My 5-year old daughter had two friends over for a playdate this week. They were upstairs playing with the dress-up box and came traipsing down, all dolled up. One of the girls was wearing a pink boa, sunglasses and a tiara. She looked at me, curled her little lip and said, "Your house isn't very much fun."
Welcome to the world of Pre-Mean Girls.
I labeled it as such because I noticed the phenomenon as early as preschool. Three years old and these girls were already looking around to befriend the girl who had the cutest Dora sandals, only to later withdraw their friendship when a cuter pair of My Little Pony sandals walked by.
And Pre-Mean Girls, like their later incarnations, Middle-Mean Girls and full-fledged MEAN GIRLS, tend to travel in packs of three. A queen bee and two worker bees, both valiantly struggling to be the best friend. And one of them always has the edge, which leaves the third clinging on for dear life, always laughing a bit too loud and trying a bit too hard.
I was the third.
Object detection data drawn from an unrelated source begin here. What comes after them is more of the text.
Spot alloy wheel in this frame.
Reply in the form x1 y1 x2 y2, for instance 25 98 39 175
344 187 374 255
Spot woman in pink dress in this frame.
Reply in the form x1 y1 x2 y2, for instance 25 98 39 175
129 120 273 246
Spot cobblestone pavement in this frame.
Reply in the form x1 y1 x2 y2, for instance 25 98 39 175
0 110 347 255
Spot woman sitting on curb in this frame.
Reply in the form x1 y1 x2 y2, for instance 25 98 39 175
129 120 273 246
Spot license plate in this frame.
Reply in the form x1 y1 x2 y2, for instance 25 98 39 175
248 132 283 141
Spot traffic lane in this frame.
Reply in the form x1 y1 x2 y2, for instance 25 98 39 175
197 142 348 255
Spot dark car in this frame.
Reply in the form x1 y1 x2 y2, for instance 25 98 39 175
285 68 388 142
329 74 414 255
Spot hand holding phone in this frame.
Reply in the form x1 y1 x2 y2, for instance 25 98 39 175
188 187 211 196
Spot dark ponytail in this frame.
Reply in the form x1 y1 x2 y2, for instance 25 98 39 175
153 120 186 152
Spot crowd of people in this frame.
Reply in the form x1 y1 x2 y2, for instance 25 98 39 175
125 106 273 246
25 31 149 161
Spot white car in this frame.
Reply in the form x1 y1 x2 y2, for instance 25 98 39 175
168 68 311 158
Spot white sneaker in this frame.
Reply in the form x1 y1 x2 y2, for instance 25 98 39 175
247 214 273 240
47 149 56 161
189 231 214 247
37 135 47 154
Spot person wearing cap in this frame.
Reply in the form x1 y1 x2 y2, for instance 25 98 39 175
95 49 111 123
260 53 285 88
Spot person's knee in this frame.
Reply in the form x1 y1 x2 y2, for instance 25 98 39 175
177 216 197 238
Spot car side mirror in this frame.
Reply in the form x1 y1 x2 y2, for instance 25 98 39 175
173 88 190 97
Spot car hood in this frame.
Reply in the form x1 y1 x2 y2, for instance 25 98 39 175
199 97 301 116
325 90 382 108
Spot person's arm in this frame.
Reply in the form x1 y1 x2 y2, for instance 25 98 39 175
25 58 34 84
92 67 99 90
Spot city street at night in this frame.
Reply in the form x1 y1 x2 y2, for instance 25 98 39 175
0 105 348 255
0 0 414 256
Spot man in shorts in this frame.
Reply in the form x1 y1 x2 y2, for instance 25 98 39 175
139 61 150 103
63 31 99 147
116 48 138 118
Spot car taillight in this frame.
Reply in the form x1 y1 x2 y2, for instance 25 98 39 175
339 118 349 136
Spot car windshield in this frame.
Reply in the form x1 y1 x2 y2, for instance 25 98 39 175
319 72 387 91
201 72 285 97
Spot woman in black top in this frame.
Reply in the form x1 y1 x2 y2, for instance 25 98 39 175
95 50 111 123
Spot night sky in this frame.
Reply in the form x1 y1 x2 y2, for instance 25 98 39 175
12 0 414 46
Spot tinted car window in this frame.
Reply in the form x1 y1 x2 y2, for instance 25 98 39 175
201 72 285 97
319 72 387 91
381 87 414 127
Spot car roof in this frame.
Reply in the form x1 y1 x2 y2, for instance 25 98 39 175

And so is my daughter.
At a party a few weeks ago, I saw my daughter running after those two girls. Running. And she was wearing a new pair of jeans that were a little too big for her so she was running and hitching up her pants. Running and hitching. And crying. I felt like I was going to puke.
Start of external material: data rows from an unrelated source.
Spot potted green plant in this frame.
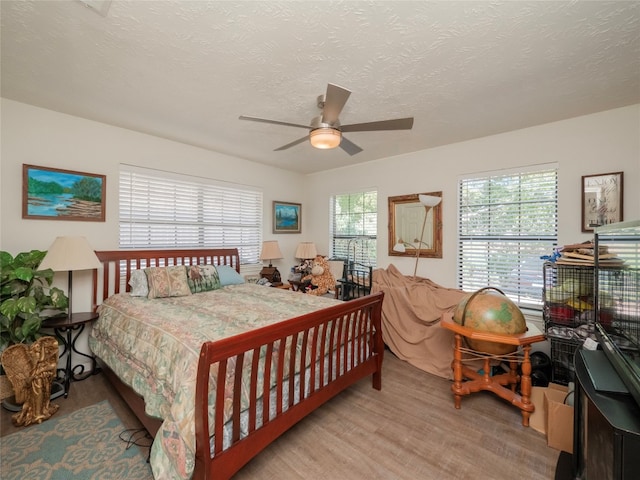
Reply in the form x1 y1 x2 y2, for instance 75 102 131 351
0 250 69 353
0 250 69 411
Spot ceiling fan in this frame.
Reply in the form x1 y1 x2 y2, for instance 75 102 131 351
239 83 413 155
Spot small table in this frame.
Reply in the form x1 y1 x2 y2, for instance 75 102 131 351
42 312 98 398
440 312 545 427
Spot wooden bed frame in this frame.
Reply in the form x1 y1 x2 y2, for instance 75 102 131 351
87 249 384 479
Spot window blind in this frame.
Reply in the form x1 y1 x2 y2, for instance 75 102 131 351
330 191 378 267
119 166 263 264
458 168 558 309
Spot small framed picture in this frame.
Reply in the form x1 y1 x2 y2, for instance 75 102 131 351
22 164 107 222
273 202 302 233
582 172 623 233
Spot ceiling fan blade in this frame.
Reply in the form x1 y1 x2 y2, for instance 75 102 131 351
274 135 309 152
238 115 309 130
340 135 362 155
322 83 351 125
340 117 413 132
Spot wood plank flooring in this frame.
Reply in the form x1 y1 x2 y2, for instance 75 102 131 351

All those memories came flooding back of me and Deena and Merritt. Yes, those are their real names, but no last names, of course. We must protect the Mean Girls at all costs, musn't we?
Deena was the ringleader. Deena had the coolest bedroom, the most-laid back mother and a father who rode a motorcycle and wore Patchouli. She held a killer seance ("light as a feather, stiff as a board...") and she could make Merritt jump with one sideways glance of her blue eyes.
Me too, apparently, since I was caught shoplifting Bonne Belle Lip Smackers to give Deena as a gift, so that she would like me better than Merritt. This ploy did not work since I was grounded for shoplifting and missed Merritt's birthday sleep-over, which was such an awesome party (including pranks like wet training bras in the freezer; can't get much better than that), that Deena decided that Merritt was her best friend and she didn't need me any more.
So she stopped speaking to me. For a year.
I was devastated. Not only was I cut out of the best seances that the 6th grade had to offer, Deena and I shared a locker and it was heartbreaking and humiliating to share a locker with someone who literally would. not. speak. to. me. I would say things like, "You're really not going to talk to me at all? What did I do?" and she would take her books and walk away.
I used to have fantasies of grabbing her head and drowning her in a basin of Patchouli and then summoning her back at a seance and asking her how Hell was treating her.
And now I'm a Mom and my daughter is running after the Pre-Mean girls and I'm treading very carefully. I don't dare forbid her to play with them, because we all know that will only make her want them more. So I have them over for playdates so I can keep an eye on them and respond to rude statements like the one I mentioned with a big smile and a "Wow. That was really rude." (She did have the sense to blush). And I talk to my daughter about what real friendship is. And I pray. A lot. And last, but not least, I became a Girl Scout troop leader and made a Sisterhood Quilt.
This is my attempt to lessen Pre-Mean Girlism. I walk around those girls, just sniffing for a hint of it, and when I smell that funky odor, I pounce. "That is your Girl Scout sister and you need to treat her with kindness and respect", I fairly hiss. In fact, I think I'm so scary about it, they probably act nice to appease the Crazy Lady. Hey, whatever it takes. The Sisterhood Quilt is a project we did to earn our Be a Sister to Every Girl Scout daisy petal. We paired each girl with another girl they didn't know very well (or didn't like very well), and they had to spend time together interviewing each other and drawing each other with their favorite foods and hobbies. Then, the miraculous Kim screened the pictures onto fabric, edged it and sewed the whole thing together.
Can I single-handedly prevent Pre-Mean Girlism? No. But every time I look at that quilt and see all their names sewn together, I know that I'm trying my best. And maybe, just maybe, my daughter or one of her Girl Scout sisters will figure it out, so that they will decide to NOT share a locker with OR shoplift Bonne Belle Lip Smackers for a Mean Girl.